The evolving terminology mess and promised golden solutions
If you have run a digital transformation project before, you know this one. You know tech people love jargon. Sales people that got you to the tech people love to over-promise. You will see fancy moving things and shiny colors and feel like robots are roaming the streets. Before long you will loose focus on what matters most: Creating value for your business. There is a usual suspect when you cannot understand how the conversation is relevant to what you do. The other party is clueless about who your customers are and what their customer journey is.
Do you know your customer?
When you started your business you had a customer in mind that would be a great fit for your products and services. Your team evolved and now it is more than you and an idea. With hard work and luck your team might have grown quite a bit. Your customer have evolved, too. Their purchasing habits have changed. What they care about has changed. Their relationship to your business is not the same. When you run a business you are joining your customers in their journey, they are not joining you. This is true no matter the business size. Your challenge is to keep up. What you spend in digital transformation projects, you do so you can keep up. It cannot help you have an understanding of your customer core needs as it relates to your business. Your talented team should know the customer. The talented agency you hire, should know your customer. They don't always do.
Does your digital transformation partner know your customer?
Many times you will find agencies and professionals try to avoid asking questions. They want to be the image of an advisor who knows it all. They might fear being perceived as less capable if they have to let you know that they don't know. Yet, they don't. We don't. The right consultant will bore you with questions focused on your customers.
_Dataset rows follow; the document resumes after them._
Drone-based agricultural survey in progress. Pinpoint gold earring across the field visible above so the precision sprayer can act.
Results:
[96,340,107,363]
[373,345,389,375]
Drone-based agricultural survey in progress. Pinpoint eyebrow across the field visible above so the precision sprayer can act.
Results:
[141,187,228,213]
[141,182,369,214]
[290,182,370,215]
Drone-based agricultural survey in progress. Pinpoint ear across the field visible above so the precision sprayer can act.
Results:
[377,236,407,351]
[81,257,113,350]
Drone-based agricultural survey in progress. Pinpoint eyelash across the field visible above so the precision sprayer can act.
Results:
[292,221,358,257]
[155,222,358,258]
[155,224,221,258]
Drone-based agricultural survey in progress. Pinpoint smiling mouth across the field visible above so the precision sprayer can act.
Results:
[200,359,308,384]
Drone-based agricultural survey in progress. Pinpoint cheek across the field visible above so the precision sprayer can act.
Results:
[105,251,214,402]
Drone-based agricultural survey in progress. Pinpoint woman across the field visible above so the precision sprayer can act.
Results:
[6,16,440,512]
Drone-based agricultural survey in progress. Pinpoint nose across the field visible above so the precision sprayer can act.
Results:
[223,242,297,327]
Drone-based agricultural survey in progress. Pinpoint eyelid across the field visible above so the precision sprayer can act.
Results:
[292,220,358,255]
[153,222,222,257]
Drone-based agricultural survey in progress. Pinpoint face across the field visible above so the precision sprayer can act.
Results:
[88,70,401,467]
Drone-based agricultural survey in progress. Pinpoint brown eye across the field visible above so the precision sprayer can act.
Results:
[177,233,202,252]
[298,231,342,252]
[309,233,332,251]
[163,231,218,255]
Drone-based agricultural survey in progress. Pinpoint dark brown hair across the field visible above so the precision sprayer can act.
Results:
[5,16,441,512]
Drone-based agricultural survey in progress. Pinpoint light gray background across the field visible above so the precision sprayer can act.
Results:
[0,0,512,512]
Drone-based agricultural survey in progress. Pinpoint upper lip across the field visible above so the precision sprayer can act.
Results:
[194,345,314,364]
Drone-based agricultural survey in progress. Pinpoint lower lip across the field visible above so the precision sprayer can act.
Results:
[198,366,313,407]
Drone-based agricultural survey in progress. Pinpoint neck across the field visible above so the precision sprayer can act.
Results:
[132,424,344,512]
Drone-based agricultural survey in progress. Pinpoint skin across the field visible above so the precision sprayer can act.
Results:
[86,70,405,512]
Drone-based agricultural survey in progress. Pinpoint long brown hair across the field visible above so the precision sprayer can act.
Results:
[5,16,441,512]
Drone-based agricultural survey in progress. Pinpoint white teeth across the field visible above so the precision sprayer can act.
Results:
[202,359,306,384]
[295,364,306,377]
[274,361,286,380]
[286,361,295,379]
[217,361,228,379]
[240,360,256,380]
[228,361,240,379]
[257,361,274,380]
You see, development agencies have talented people on board. They spend a lot to hire the best. That said, these talented people are technology focused. Amazing as they are, they have no clue about what you do and how all their talent can help you. That's why you should insist to let them know, and be glad if they bore you with questions.
Why does it matter?
Software developers can build amazing things. Their peers will cheer them. Technical minded people will look at their work in awe. They have a thing for solving problems that don't bother anyone for the fun of it. The excitement will sweep you as you and soon enough you loose focus. It helps to stop and ask why you are doing something. If the answer to that question does not come back to your customer, you are wasting your time. Without customer focus, no matter how fancy your project is, it will not be relevant. You will fall out of step with your customer and it will be costly to get back on track. Your business, any business, depends on meeting customer needs as it relates to what they do. If you cannot come up with a reason on why and how a solution benefits your customer, you are wasting money. You can only benefit and add value when your customer benefits and gets value. Do not ask why do you care. You might care for countless reasons. Ask why your customer should care. This takes us a modern challenge of customer focus.
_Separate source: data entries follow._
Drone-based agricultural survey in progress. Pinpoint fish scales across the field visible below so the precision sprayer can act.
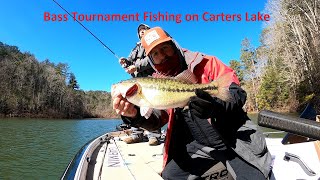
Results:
[135,77,218,92]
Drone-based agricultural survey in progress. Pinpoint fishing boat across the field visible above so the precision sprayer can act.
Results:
[61,107,320,180]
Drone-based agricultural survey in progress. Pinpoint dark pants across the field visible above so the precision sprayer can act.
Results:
[162,153,266,180]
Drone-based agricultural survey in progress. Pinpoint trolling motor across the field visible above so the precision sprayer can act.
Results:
[258,110,320,140]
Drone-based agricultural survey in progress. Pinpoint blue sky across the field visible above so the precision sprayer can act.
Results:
[0,0,267,91]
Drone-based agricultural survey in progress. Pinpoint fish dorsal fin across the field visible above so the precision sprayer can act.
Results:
[175,69,198,84]
[152,72,173,79]
[140,107,153,119]
[124,84,139,97]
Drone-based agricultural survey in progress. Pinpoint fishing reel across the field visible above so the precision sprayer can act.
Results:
[121,58,133,68]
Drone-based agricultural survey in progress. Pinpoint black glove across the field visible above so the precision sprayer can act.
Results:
[182,90,226,150]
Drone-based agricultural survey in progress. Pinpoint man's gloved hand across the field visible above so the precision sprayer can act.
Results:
[189,89,224,119]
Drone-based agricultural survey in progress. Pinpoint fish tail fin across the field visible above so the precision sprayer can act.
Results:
[209,72,233,102]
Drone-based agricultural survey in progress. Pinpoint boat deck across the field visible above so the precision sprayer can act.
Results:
[94,139,163,180]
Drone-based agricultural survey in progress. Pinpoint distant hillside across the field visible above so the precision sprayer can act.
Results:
[0,42,117,118]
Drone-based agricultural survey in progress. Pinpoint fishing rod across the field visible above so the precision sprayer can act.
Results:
[53,0,119,59]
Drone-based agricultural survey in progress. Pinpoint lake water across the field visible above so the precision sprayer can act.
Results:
[0,119,121,180]
[0,114,284,180]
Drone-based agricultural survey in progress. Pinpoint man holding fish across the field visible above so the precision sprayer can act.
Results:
[112,27,271,179]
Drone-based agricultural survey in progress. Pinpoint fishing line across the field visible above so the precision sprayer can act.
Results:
[53,0,119,59]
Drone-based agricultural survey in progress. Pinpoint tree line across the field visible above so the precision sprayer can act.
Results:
[0,42,117,118]
[230,0,320,112]
[0,0,320,118]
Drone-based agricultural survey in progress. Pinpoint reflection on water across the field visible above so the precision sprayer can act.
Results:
[0,119,121,179]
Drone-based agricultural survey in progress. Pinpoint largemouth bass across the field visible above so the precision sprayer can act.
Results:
[111,72,233,109]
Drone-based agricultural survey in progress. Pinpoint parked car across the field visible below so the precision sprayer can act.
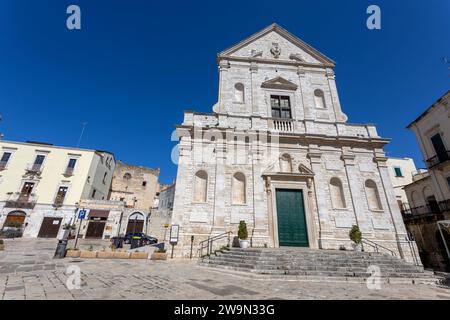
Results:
[123,232,158,244]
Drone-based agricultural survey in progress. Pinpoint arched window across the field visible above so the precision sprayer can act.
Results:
[234,82,245,103]
[194,170,208,202]
[314,89,327,109]
[330,177,347,209]
[280,153,292,173]
[123,172,131,180]
[410,191,421,208]
[365,180,383,210]
[231,172,246,204]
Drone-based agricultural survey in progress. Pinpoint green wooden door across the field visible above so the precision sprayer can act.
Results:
[276,189,309,247]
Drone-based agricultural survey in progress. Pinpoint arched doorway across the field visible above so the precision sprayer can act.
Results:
[3,210,27,228]
[126,212,145,233]
[436,229,450,271]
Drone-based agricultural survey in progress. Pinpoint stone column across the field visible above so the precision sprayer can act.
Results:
[308,145,326,249]
[341,148,372,233]
[297,67,314,119]
[326,69,347,122]
[250,62,260,115]
[217,60,230,113]
[250,139,270,246]
[374,150,406,259]
[211,139,225,234]
[169,134,193,257]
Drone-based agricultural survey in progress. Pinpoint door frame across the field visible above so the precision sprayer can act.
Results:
[269,180,319,249]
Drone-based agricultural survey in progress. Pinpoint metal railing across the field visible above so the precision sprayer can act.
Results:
[362,239,397,257]
[0,161,8,170]
[198,231,231,258]
[5,192,37,209]
[426,150,450,168]
[27,163,44,173]
[272,119,294,132]
[64,167,74,176]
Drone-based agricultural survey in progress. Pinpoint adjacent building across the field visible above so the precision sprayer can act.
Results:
[387,157,418,213]
[403,91,450,270]
[0,140,116,237]
[172,24,415,261]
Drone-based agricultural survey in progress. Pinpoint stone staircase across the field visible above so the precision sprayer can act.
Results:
[199,248,439,284]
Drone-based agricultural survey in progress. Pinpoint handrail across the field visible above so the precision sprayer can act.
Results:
[361,239,396,257]
[198,231,231,258]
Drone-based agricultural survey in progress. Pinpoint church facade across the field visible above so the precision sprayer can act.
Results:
[172,24,416,261]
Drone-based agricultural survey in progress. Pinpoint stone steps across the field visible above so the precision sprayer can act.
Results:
[200,248,437,283]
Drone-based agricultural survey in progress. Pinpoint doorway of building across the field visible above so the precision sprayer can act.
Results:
[38,217,62,238]
[85,217,106,239]
[276,189,309,247]
[3,211,27,228]
[126,212,144,233]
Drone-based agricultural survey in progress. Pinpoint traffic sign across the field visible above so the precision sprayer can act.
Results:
[78,209,86,220]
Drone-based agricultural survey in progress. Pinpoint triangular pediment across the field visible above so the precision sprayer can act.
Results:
[219,23,335,66]
[261,77,298,91]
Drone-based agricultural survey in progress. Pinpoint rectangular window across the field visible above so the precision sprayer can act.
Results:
[67,159,77,169]
[394,167,403,177]
[270,96,292,119]
[0,152,11,164]
[55,187,68,206]
[34,154,45,165]
[64,159,77,176]
[19,182,34,201]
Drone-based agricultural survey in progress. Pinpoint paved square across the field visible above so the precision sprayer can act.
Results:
[0,239,450,300]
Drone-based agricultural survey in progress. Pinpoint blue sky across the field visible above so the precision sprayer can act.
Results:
[0,0,450,182]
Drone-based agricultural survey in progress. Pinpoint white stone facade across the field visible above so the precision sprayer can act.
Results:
[172,24,420,260]
[407,91,450,210]
[387,157,418,211]
[0,141,115,238]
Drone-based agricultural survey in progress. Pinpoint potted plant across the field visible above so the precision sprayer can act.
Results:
[238,220,250,249]
[150,248,167,260]
[348,225,362,251]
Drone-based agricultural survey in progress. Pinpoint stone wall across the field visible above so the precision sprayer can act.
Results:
[109,161,159,210]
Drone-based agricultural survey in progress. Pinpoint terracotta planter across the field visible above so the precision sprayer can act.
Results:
[66,250,80,258]
[239,239,250,249]
[80,250,97,258]
[112,251,130,259]
[150,252,167,260]
[97,251,114,259]
[130,252,148,259]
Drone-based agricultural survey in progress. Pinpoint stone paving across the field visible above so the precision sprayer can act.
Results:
[0,239,450,300]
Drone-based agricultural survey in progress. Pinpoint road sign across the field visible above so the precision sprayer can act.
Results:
[169,224,180,245]
[78,209,86,220]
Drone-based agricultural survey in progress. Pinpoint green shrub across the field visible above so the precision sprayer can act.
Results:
[238,220,248,240]
[348,225,362,244]
[5,221,22,228]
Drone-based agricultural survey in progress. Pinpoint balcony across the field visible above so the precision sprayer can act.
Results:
[402,199,450,217]
[5,192,37,209]
[0,161,8,171]
[63,167,73,177]
[269,118,295,132]
[426,150,450,169]
[26,163,44,175]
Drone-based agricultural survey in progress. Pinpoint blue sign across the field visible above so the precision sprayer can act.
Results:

Too much data kills customer focus
Harvard Business Review described this problem perfectly in 2016:
After decades of watching great companies fail, we’ve come to the conclusion that the focus on correlation—and on knowing more and more about customers—is taking firms in the wrong direction. What they really need to home in on is the progress that the customer is trying to make in a given circumstance—what the customer hopes to accomplish. This is what we’ve come to call the job to be done. Know Your Customers’ “Jobs to Be Done” - Harvard Business Review
The issue has gotten worse in the last years with data is front and center. We get bombarded with it. On Google Analytics we can segment visitors by education, gender, age, geography, interests. We are humans. Give us data and we will make sense of it in a way that is relevant to us. Agencies promise unparalleled insights into user data. That does not mean customer data. That is user data. Knowing your customer means knowing how they related to your product. Why they need it and what problems it solves for them. If you are selling water filtration products to families, the fact that they speak Spanish is irrelevant. You do not need to know. You should not pay to know. If you started your business in San Antonio, 36% of people speak Spanish. That does not mean that Spanish speaking customers prefer your product. It means your business is in San Antonio. It does not tell their story, it tells your story. Reject what information you do not need and be good at telling it apart. Gathering data is easy. It is cheap. It is meaningless unless you asked for it to begin with because it solved a problem you had. We live in an era of unsolicited data feeds. For most businesses wholesale data will not tell you more about your customers than what you can get by meeting them. It will just distract you. Focus on helping customer get things done and make it easier for them. Wholesale data is descriptive, but not predictive. You should decide what data you need based on what you do. Don't make important decisions on data that is not specific to your needs. Next time your digital transformation partner shows you a dashboard with nice charts, ask how that gets you to solve your customer problem. Kill that chart. That takes us to a universal solution.
Keep it simple
Keeping customer focus is not difficult if you remember why you are in business to begin with. Remember the struggle you are trying to solve. Keep in touch with your customers. Keep solutions and spend money on serving them better. Solving their problem faster, cheaper, conveniently. That's what true digital transformation is about.